Jo was Allison’s partner, a no-nonsense woman who handled all the unpleasantries that came with running a cat shelter, leaving Allison to charm patrons and contributors. She frowned. “Didn’t see any signs that he’d eaten anyone.”

“You said it was a cougar with melanistic coloring? I don’t think I’ve ever seen a black cougar before. How badly is it hurt?” I asked, glancing at my watch and making a note of the time in my pocket notebook.

“I don’t think it’s a cougar,” Allison answered, her hands fluttering. She was a petite woman, prone to soft, gauzy materials, with a halo of burnished gold curls. Her face bore testimony to having lived at least a handful of decades, but it was unlined, somehow ageless. “He’s big, though, and there are markings in his black coat.”

“Markings?” I pulled on my leather gloves, the heavy ones I wore to deal with wounded animals. “Like a leopard, you mean?”

“Yes, just like that.
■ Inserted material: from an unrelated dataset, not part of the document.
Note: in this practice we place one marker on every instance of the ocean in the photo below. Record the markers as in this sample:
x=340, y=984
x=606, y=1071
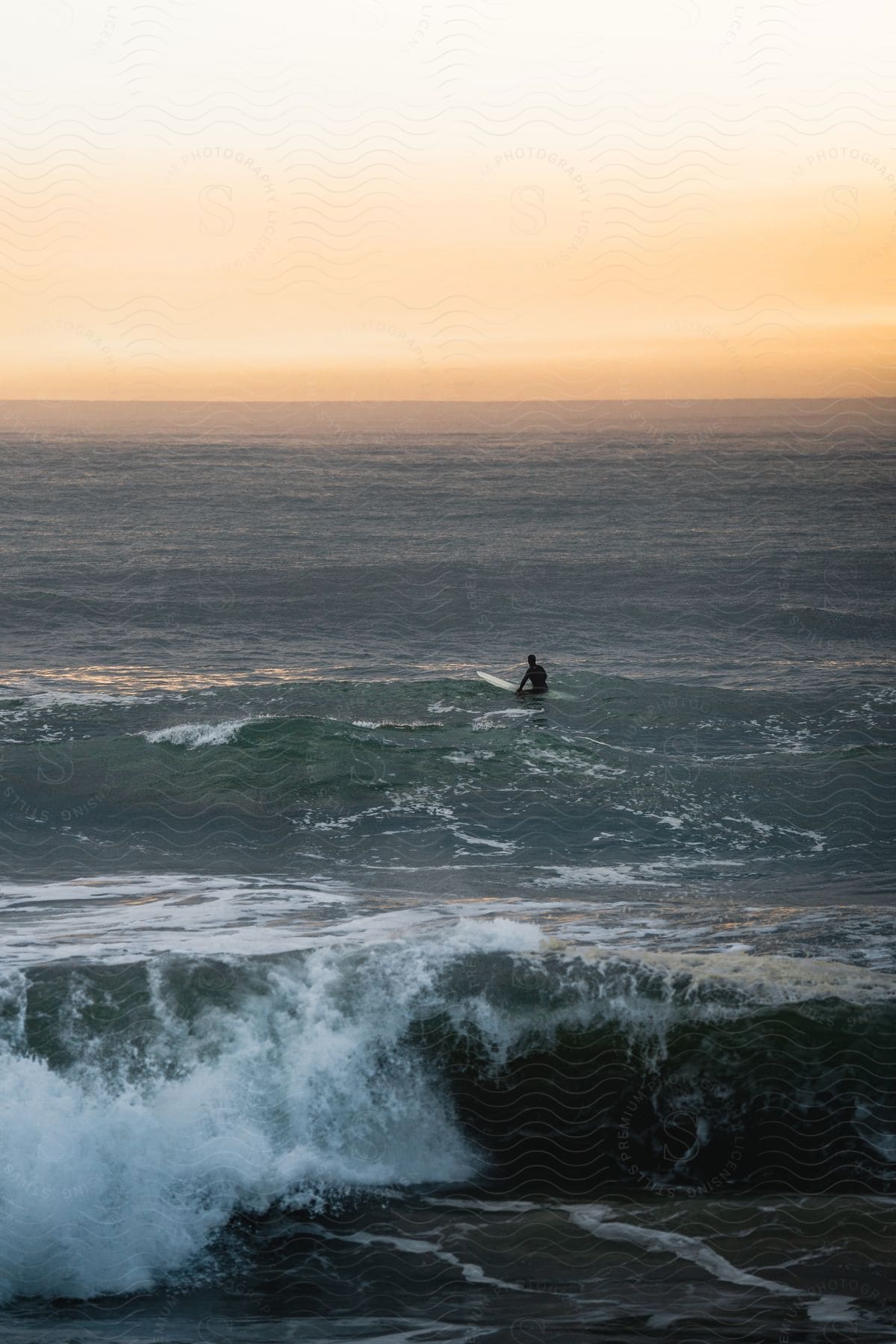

Wouldn’t you say so, Jo?”

“A leopard!” Cora said in a delighted tone. “Wow! Can I take the pictures? I’d like to get a couple for me to show the ladies at work. They aren’t going to believe that I came to Washington and saw a leopard.”

Jo’s face scrunched into a thoughtful expression. “Looked like one of those spotty cats to me. He’s a big boy, so you be careful in there with him, Jas.”

“You’re going to stay out here where it’s safe,” I told Cora, taking the camera from her and putting it back into the truck. “If the leopard is awake, as Allison says, he is probably very frightened and possibly injured.”

“You are such a party pooper,” she told me.

I turned to Allison. “You said you found him inside, with the doors locked? No signs of a break in?”

“None,” Jo said. “I came in to check on the medical cases, and open up the office, and there he was, big as life, laying right in the middle of the hallway. Looked drugged to me, not injured, although he lifted his head and growled at me when I came into the room. Almost stepped on him, in fact. Gave me quite a start. Al thought we should wait for you to take care of him rather than try to shift him ourselves.”

“That’s always a good idea when it comes to wildlife, although if it really is a leopard, it must be from someone’s private collection. Someone’s illegal private collection,” I mused. “But how he ended up here…well. Perhaps the answer is inside.”

“Jas, are you sure I can’t just come in and get a peek—”

“No. Stay out here where it’s safe.”

Allison looked worried as I gathered up my things and headed for the heavy metal door that led to the kennel area of the shelter. “You’ll be careful, won’t you, Jas? I don’t think he knows where he is, and he may be confused enough that he lashes out without thinking.”

“Oh, don’t worry,” I said as I opened the door and paused to toss a smile back to them. “I know my way around a big cat. There’s nothing your visitor can do that will take me by surprise.”